美学講義
  --現代芸術論--

担 当 者 単 位 配当年次 開講期間 曜 日 時 限
松井 勝正 講師 4 2~4 通年 3

現代芸術(特に美術)を3つのテーマに従ってまずは概観する。第1は自然との関わり(自然との乖離、自然との親近性、自然の再生)、第2は芸術家のあり方(自己の記録、自己超越、自己の抹消、自己犠牲、自己の神聖化)、第3は複数のアイデンティティをもつ自我の問題(アフリカ系アメリカ男性、日系アメリカ女性、etc.)。その上で、更に、製作過程、メディア、製作目的といった様々な観点から、多様な現代芸術の動向を読み解いていく。近年に注目されるようになった社会活動としてのアート・プロジェクト(越後妻有、灰塚、田川、福岡、秋葉原、横浜etc.)についても論じる。また開催中の展覧会や催事・公演についても随時検討を加える。

授業概要の紹介
自然との乖離:ローリー・シモンズ
自然との親近性:ヴォルフガング・ライブ
自然を元に戻す:メル・チン
自己の記録:河原温
自己の超越:マリーナ・アブラモヴィッチ
自己の抹消:ソフィ・カル
自己犠牲:ギルバート&ジョージ
自己の神聖化:オーラン
10 アフリカ系アメリカ男性:ディヴィド・ヘモンズ
11 日系アメリカ女性:トミエ・アライ
12 ラテンアメリカ系ホモセクシュアル男性:フェリクス・ゴンザレス=トレス
13 白人異性愛男性:ディヴィド・サーレ
14 メキシコ系アメリカ女性:アマリア・メサ=ベインズ
15 越後妻有アート・トリエンナーレ
16 横浜トリエンナーレ
17 灰塚アート・プロジェクト:岡崎乾二郎
18 柿の木プロジェクト:宮島達男
19 田川コールマイン・プロジェクト:川俣正
20 目黒川プロジェクト:日比野克彦
21 アート・ママ・プロジェクト:折元立身
22 現代建築の諸問題1
23 現代建築の諸問題2
24 現代建築の諸問題3
25 現代建築の諸問題4
26 展覧会の現在1
27 展覧会の現在2
28 展覧会の現在3
現代芸術論は進行中の現象を対象とするので、随時、様々なジャンルの展覧会や催事・公演の紹介を行う。従って授業計画が厳密に守られるわけではない。おおよそのテーマの提示として考えてもらいたい。

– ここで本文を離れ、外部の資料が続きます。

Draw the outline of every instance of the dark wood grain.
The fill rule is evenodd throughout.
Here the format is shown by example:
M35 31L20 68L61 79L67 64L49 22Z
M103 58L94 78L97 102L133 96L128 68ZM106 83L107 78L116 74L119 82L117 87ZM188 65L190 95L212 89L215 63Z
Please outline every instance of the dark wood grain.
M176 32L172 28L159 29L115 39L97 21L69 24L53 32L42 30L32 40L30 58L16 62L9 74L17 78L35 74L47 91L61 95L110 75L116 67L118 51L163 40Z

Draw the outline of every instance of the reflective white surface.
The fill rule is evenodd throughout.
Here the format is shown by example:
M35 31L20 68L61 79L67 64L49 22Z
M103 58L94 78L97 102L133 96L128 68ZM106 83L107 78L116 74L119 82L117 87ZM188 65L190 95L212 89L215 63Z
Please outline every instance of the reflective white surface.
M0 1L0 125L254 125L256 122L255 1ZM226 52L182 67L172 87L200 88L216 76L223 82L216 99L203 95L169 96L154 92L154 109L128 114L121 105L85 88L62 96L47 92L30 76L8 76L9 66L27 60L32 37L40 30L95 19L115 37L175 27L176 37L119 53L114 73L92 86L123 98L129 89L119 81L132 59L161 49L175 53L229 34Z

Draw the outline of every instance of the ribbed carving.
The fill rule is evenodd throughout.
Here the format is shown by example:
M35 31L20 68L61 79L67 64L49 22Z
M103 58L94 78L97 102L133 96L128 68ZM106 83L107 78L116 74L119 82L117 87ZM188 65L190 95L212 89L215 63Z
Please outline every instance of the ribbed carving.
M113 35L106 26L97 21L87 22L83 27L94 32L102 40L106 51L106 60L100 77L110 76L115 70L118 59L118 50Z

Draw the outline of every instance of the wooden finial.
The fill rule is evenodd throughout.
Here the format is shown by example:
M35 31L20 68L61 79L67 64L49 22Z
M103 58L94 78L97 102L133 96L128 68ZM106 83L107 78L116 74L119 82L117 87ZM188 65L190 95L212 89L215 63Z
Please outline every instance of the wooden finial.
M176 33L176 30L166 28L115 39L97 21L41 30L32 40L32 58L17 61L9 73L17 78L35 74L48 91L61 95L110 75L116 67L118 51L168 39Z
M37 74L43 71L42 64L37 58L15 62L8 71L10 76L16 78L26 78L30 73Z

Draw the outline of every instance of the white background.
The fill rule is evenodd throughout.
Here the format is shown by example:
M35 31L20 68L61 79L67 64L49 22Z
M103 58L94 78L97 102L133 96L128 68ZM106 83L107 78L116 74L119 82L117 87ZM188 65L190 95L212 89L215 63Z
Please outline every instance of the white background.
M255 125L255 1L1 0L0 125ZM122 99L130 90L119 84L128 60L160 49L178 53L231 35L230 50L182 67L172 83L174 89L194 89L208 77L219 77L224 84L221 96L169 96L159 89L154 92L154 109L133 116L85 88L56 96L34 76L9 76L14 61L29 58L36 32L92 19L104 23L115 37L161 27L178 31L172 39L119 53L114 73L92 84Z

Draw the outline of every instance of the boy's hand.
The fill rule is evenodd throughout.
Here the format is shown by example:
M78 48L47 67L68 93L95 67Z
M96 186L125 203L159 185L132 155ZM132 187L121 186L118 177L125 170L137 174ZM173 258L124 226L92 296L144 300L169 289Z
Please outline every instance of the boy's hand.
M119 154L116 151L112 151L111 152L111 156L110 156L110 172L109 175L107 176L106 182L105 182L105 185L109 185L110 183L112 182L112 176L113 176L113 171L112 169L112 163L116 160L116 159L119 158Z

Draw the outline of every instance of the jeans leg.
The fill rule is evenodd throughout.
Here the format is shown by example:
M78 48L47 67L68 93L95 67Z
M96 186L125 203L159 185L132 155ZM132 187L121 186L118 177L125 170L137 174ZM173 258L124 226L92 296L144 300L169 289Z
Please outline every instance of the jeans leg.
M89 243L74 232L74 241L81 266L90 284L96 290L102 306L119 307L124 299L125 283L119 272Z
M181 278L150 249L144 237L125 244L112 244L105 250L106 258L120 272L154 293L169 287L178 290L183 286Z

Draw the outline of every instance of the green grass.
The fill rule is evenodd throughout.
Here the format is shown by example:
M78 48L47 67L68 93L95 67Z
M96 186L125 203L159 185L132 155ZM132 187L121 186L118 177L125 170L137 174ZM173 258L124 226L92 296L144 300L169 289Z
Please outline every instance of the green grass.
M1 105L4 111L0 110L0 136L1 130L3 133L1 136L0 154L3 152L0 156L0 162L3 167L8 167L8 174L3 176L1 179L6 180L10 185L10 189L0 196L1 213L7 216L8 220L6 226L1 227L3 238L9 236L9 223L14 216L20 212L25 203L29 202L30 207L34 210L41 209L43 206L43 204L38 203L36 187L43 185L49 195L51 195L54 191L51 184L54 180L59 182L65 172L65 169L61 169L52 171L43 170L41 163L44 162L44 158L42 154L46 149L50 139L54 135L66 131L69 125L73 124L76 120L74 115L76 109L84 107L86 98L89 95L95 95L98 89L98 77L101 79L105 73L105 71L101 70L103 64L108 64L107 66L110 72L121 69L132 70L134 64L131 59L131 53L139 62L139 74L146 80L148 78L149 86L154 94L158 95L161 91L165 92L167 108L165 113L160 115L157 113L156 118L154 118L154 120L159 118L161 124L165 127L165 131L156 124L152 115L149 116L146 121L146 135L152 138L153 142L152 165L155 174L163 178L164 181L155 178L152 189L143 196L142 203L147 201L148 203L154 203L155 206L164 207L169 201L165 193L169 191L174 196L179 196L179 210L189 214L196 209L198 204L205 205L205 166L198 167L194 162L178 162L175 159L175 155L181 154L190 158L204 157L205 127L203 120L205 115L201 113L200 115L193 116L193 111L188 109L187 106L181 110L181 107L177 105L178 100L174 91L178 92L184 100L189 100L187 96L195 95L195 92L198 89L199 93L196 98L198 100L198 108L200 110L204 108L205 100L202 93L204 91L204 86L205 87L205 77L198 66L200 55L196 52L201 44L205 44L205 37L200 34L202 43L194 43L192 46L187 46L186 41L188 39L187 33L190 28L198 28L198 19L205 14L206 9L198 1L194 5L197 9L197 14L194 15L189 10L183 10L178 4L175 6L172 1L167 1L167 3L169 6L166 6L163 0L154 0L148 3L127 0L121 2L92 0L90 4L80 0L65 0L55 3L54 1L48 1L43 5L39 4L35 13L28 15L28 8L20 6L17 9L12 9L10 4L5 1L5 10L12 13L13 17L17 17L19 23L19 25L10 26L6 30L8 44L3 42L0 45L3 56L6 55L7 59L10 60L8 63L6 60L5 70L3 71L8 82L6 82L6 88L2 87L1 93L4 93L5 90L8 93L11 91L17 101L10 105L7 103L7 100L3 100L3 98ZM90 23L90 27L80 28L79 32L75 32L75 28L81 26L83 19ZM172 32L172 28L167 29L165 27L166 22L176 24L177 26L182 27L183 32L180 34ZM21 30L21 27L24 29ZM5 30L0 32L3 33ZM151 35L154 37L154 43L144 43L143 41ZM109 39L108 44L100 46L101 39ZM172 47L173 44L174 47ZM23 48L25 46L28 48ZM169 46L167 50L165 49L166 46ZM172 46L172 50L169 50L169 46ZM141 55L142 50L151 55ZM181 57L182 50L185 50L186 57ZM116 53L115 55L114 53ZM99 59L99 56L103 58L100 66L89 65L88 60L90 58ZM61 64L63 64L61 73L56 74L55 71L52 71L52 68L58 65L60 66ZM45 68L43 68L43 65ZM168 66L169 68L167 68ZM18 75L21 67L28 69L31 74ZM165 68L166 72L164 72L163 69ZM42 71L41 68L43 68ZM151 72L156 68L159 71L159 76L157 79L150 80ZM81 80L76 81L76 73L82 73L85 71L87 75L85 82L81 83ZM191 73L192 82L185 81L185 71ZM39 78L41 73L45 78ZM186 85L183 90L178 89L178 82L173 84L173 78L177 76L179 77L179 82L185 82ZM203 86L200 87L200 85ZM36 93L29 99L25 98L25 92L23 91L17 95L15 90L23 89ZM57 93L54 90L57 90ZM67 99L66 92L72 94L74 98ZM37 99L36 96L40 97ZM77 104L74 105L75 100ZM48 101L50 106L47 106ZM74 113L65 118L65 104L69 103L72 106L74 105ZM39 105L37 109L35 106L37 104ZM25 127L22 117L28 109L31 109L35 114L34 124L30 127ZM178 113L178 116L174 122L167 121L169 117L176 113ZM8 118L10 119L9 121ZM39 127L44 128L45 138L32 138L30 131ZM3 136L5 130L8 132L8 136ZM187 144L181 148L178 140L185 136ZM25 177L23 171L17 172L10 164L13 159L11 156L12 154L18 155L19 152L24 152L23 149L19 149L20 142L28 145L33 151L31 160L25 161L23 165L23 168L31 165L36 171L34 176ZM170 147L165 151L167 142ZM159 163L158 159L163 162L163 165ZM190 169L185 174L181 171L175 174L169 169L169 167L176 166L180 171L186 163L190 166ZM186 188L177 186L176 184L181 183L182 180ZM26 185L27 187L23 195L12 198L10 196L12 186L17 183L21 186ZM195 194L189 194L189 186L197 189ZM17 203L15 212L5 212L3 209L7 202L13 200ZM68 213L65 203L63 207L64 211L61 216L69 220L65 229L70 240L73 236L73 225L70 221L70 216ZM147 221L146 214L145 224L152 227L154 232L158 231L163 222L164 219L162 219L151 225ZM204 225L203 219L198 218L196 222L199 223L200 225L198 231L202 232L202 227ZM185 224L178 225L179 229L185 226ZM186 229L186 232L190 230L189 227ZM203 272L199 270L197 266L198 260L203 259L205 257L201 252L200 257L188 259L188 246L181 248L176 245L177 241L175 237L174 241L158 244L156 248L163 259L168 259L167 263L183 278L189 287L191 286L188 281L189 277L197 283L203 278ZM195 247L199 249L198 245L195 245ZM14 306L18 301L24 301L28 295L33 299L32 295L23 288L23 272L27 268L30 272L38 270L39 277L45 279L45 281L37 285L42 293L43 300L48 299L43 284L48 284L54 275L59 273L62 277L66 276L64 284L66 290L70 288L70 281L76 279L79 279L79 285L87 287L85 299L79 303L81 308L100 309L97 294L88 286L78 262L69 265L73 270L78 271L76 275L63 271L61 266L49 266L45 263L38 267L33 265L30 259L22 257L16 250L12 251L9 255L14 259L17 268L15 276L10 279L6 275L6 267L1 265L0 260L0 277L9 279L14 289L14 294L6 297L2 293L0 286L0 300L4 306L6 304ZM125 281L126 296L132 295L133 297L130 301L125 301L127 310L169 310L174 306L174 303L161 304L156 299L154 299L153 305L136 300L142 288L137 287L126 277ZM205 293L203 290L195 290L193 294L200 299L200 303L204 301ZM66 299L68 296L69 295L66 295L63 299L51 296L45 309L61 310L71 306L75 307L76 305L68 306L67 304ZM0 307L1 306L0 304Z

スライドやビデオで現代芸術の様々な作品を見ながら、それにコメントを加える。参加者の学生も毎回コメントを加えたり、作品についてのレポートを提出する。

第1学期(学期末試験)、第2学期(学年末試験)
第1学期・第2学期の試験、随時提出のレポート、出席率(最低で80%以上)の総合で決定

現代芸術論に参加する学生は、幅広く芸術に関心を持ち、種々の展覧会や公演などに自ら出掛けるだけの熱意を持ってもらいたい。フィールドワークがなければ、観念的な理解にとどまってしまう。また具体的な作品やものにこだわる姿勢が重要なので、ボロ市、フリマ、骨董市、リサイクル・ショップなどで、ものを収集する感性と鑑識眼を養う必要がある。そうした熱意のある人に参加してもらいたい。出席を厳密にチェックするので、単位だけを目指す人は来ないで欲しい。またレポートを頻繁に課するので覚悟が必要。